Boston resident Lorna DesRoses, a multicultural ministry consultant at the Archdiocese of Boston, said the pope’s roots speak to the history of the US, and the hardships faced by people of color.

DesRoses learned of the pontiff’s lineage through social media, where she said it spread quickly through local Black Catholic and Haitian threads. (The National Catholic Reporter this week reported that a grandfather of the pope, Joseph Martinez, was born in Haiti.) She said there was a time when it was not unusual for someone with Creole roots to move north and not acknowledge their roots, especially if they were white-passing.

“It’s a complicated history,” she said.

Creoles, also known as “Creole people of color,” have a history almost as old as Louisiana, the Times reported this week. While the word Creole can refer to people of European descent who were born in the Americas, it commonly describes mixed-race people of color, according to that newspaper.
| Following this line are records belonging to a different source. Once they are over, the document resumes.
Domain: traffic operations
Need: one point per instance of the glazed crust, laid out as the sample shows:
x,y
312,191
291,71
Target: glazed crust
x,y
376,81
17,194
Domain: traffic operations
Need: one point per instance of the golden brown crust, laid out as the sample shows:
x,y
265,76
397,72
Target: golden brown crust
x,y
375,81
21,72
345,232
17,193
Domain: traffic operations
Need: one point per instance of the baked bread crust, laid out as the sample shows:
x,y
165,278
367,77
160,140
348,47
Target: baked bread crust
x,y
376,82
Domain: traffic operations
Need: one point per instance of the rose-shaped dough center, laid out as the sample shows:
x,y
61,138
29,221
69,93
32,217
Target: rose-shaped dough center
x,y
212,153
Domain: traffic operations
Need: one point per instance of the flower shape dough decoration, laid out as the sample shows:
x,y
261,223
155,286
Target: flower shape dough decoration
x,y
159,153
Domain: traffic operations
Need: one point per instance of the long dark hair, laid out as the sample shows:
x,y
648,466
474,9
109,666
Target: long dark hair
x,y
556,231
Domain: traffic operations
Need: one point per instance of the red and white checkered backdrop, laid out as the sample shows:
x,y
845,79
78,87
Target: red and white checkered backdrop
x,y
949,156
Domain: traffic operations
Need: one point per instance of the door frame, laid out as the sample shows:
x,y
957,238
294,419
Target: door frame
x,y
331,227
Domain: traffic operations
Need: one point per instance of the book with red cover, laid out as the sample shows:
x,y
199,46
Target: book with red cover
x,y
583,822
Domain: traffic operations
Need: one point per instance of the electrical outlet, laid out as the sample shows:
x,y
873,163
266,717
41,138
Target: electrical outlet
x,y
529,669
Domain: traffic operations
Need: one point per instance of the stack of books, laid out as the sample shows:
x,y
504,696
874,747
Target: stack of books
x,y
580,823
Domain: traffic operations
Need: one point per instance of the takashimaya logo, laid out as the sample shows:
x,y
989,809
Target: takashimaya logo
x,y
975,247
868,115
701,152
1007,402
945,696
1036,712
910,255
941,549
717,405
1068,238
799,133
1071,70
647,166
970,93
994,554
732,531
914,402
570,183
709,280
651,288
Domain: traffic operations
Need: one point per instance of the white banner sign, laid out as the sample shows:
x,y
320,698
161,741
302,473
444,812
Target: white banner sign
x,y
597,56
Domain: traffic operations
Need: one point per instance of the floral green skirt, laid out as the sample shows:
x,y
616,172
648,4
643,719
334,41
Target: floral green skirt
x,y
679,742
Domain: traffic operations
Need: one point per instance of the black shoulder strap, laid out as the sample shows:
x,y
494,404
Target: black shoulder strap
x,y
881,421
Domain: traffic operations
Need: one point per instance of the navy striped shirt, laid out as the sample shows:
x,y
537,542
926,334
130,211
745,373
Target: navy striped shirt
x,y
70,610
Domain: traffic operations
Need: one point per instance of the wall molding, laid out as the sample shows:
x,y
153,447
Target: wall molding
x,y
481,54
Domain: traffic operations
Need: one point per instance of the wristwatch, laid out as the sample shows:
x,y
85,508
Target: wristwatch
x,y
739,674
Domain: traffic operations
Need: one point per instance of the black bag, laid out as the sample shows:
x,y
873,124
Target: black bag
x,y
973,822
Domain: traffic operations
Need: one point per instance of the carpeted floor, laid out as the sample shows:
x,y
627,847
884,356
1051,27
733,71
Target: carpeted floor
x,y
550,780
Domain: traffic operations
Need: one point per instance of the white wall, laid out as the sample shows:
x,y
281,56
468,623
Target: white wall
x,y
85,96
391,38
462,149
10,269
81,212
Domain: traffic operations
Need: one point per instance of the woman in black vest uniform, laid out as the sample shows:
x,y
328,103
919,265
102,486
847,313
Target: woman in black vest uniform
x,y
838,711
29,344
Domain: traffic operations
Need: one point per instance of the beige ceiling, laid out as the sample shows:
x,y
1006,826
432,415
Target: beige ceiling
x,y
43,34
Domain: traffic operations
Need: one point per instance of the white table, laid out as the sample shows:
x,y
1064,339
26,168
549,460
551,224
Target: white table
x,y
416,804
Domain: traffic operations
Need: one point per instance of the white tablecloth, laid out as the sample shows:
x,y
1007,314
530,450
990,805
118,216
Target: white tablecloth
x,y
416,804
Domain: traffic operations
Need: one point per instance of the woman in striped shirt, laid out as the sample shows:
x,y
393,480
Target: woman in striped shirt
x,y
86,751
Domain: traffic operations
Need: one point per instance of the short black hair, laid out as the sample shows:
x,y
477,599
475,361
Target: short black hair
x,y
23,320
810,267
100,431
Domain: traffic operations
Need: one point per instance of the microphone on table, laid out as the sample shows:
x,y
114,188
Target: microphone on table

DesRoses, who is of Haitian descent, called the pope’s heritage “a blessing for the church.”

“This is historic,” she said. “It’s a historic moment in the life of the church, in the life of this country.”

Boston City Council President Ruthzee Louijeune, who is the first Haitian American to lead the city’s legislative body, said the pope’s heritage is “deeply meaningful for lots of different communities.”

“There’s a lot to be proud of here,” she said.

The news comes at a particularly painful time for Haitians living in Greater Boston, as bloody civil strife and unrest continues in Haiti, said Louijeune, who is not Catholic but whose father is.

Given so much ongoing suffering there, the pope’s connection to the island nation “is pretty uplifting,” she said.

Material from Globe wire services was used in this report.